= Rancho Las Juntas =

Mexican land grant in California

Rancho Las Juntas was a 13293 acre Mexican land grant in present day Contra Costa County, California given in 1844 by Governor Manuel Micheltorena to William Welch. The name Las Juntas translates as "the Crossroads". The grant was located between Ygnacio Martinez’ Rancho El Pinole and Salvio Pacheco’s Rancho Monte del Diablo, and included northwestern Walnut Creek, all of Pleasant Hill, and the eastern portion of Martinez. The original borders of the claim were defined as the straits to the north, "Las Juntas" (a junction of streams) to the south, the Walnut creek to the east, the Reliz ridge to the west, and, to the northwest, the Alhambra creek.

==History==
William Welch (1798–1846) was born in Ireland, jumped ship in Northern California in 1821, and went to Los Angeles. After two years, he went north to the Pueblo of San Jose where he became a naturalized citizen (land case documents identify him as Guillermo Welch). He married in 1826, Maria Antonia Galindo, daughter of Juan Crisostomo Galindo of the Pueblo of San José. Her brother, Francisco Galindo married Maria Dolores Manuela Pacheco of Rancho Monte del Diablo, and later became one of the founders of Concord.
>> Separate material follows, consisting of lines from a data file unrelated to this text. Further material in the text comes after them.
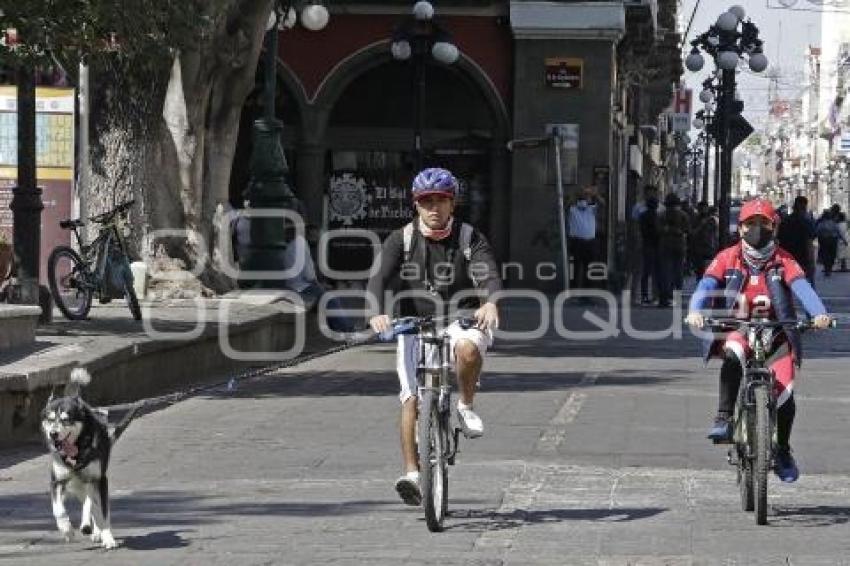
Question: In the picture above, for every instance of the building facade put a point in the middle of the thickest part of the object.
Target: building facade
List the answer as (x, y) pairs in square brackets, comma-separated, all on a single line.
[(602, 71)]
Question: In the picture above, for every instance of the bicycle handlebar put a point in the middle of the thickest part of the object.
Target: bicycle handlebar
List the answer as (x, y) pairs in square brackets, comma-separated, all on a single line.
[(413, 324), (737, 323)]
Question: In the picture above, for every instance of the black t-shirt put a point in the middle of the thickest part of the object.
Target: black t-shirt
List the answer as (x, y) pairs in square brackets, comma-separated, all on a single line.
[(434, 275)]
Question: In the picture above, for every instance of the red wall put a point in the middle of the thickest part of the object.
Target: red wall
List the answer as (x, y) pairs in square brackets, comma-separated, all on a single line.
[(56, 196), (312, 55)]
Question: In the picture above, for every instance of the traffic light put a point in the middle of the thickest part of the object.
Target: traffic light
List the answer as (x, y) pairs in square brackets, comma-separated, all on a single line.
[(739, 128)]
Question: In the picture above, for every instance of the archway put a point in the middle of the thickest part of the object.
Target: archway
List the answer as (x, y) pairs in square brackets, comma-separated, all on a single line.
[(368, 101)]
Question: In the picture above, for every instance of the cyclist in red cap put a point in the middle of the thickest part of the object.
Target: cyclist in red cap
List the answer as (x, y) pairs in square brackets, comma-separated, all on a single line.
[(755, 278)]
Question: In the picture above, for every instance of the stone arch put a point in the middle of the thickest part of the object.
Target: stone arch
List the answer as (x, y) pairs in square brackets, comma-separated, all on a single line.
[(376, 54)]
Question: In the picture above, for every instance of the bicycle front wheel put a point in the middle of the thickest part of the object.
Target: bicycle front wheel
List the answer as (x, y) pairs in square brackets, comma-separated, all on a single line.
[(433, 468), (67, 277), (761, 456)]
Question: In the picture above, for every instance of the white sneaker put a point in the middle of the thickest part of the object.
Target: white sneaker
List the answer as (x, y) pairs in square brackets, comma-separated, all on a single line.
[(470, 423), (407, 487)]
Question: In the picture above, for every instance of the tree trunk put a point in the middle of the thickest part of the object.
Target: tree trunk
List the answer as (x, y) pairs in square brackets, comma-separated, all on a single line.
[(169, 142)]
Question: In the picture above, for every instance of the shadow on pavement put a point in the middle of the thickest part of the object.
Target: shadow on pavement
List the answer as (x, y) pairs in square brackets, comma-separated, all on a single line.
[(494, 521), (385, 383), (152, 509), (157, 540), (814, 516)]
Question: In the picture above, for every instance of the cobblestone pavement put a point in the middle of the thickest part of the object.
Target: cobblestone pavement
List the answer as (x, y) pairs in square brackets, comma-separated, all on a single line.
[(594, 453)]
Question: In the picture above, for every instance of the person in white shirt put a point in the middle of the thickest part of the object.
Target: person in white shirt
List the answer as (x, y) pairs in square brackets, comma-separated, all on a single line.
[(581, 224)]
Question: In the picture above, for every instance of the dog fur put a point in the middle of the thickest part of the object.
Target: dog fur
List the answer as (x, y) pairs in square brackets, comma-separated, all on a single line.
[(80, 442)]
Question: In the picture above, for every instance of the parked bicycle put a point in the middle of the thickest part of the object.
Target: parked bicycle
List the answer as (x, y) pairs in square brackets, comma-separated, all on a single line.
[(436, 437), (101, 269), (754, 419)]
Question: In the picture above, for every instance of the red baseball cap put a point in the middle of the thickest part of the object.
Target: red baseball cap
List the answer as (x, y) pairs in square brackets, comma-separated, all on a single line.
[(757, 207)]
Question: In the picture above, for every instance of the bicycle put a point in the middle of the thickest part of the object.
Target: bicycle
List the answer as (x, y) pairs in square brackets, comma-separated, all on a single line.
[(437, 441), (101, 268), (754, 419)]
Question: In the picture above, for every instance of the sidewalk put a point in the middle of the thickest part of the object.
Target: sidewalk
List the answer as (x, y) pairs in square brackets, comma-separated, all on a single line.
[(178, 343)]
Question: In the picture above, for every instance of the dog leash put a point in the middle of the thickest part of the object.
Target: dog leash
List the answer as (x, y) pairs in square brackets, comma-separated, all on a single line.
[(151, 404)]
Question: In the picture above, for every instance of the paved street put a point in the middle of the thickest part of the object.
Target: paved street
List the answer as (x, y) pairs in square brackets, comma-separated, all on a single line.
[(594, 453)]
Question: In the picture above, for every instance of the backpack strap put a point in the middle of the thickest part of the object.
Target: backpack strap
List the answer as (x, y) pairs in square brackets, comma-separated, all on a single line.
[(465, 241), (407, 237)]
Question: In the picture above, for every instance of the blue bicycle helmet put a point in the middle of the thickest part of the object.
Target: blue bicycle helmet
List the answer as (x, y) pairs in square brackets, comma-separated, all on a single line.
[(434, 181)]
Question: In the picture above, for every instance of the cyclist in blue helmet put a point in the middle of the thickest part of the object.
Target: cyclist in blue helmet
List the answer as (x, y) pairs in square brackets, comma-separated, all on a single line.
[(437, 259)]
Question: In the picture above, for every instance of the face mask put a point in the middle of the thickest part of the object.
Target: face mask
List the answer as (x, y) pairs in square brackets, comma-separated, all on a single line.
[(758, 236)]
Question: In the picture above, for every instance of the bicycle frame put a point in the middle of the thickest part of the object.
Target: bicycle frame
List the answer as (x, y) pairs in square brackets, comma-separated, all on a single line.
[(97, 253), (434, 347)]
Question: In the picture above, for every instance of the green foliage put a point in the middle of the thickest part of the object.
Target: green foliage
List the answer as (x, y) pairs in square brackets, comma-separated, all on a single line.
[(69, 31)]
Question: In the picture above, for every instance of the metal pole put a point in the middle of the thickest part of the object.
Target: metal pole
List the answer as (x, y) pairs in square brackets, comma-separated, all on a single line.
[(716, 168), (726, 165), (695, 171), (26, 202), (418, 109), (705, 168), (84, 163), (556, 139), (270, 78)]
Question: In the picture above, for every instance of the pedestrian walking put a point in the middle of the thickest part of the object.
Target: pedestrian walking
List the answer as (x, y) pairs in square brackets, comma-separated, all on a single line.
[(673, 231), (650, 241), (843, 249), (828, 237), (582, 232), (797, 235)]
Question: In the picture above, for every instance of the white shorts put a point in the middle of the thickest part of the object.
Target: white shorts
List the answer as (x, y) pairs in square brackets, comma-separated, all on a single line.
[(408, 350)]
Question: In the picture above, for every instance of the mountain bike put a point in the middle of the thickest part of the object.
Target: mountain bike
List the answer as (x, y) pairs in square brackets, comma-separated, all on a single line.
[(101, 269), (754, 419), (436, 438)]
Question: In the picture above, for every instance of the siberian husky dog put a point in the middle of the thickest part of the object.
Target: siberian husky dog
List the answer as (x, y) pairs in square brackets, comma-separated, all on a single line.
[(79, 440)]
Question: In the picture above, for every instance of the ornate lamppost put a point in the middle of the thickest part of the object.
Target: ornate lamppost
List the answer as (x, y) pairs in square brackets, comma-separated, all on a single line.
[(269, 186), (728, 41), (418, 38)]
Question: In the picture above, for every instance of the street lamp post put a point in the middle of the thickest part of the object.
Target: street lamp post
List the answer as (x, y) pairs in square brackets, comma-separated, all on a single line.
[(269, 186), (417, 38), (26, 202), (727, 41)]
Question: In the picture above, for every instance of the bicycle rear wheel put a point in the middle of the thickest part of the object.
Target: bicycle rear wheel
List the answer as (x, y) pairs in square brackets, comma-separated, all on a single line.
[(745, 480), (432, 461), (761, 457), (67, 277)]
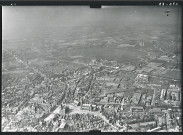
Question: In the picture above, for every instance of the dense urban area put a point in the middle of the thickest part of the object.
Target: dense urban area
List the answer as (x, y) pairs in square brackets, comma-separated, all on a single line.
[(109, 79)]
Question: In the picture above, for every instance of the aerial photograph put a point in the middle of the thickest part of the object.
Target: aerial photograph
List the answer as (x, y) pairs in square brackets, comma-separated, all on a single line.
[(79, 69)]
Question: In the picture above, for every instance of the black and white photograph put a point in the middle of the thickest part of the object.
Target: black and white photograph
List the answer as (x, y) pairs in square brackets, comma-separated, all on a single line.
[(79, 69)]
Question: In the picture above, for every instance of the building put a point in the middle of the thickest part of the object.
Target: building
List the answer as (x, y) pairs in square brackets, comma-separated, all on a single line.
[(163, 94), (86, 107), (142, 78), (136, 98), (77, 103)]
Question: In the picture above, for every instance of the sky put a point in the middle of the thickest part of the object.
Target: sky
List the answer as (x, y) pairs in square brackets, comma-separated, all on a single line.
[(20, 20)]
The three square league Rancho Las Juntas grant was made in 1844. About 1845 the Welch family decided to move permanently from San Jose to the Rancho. The oldest son was sent to build a home near the ruins of the adobe that had been burned by the Indians several years previously. But in 1846, before any improvements could be made, William Welch died. Welch's widow and children moved to the Rancho to join the oldest son.

With the cession of California to the United States following the Mexican-American War, the 1848 Treaty of Guadalupe Hidalgo provided that the land grants would be honored. As required by the Land Act of 1851, a claim for Rancho Las Juntas was filed by James Swansen, administrator of Welch's estate, with the Public Land Commission in 1852, and the grant was patented to the heirs of William Welch in 1870.

In 1852 Henry Bush purchased Welch land, approximately 600 acres along the eastern bank of Alhambra Creek and going south from approximately Brown Street in Martinez. He was the brother of Obadiah Bush, the ancestor of two US Presidents. His wife joined him soon after, bringing their family from the East Coast. In 1879 the widow Bush sold the northern 70 acres of their ranch to the Christian Brothers, where they built their seminary and grew grapes for wine production. In 1930, their land was sold for residential development.

In 1855 David and Martha Boss owned over 1000 acre in what is now Pleasant Hill. Judge F. M. Warmcastle had a farm of 300 acre, Colonel Lathrop had 945 acre and Colonel Gift had 733 acre. William Hook (1805-1882), a Martinez businessman, bought his first land in 1854 and continued to add to his holdings until, in 1879, he owned 1700 acre.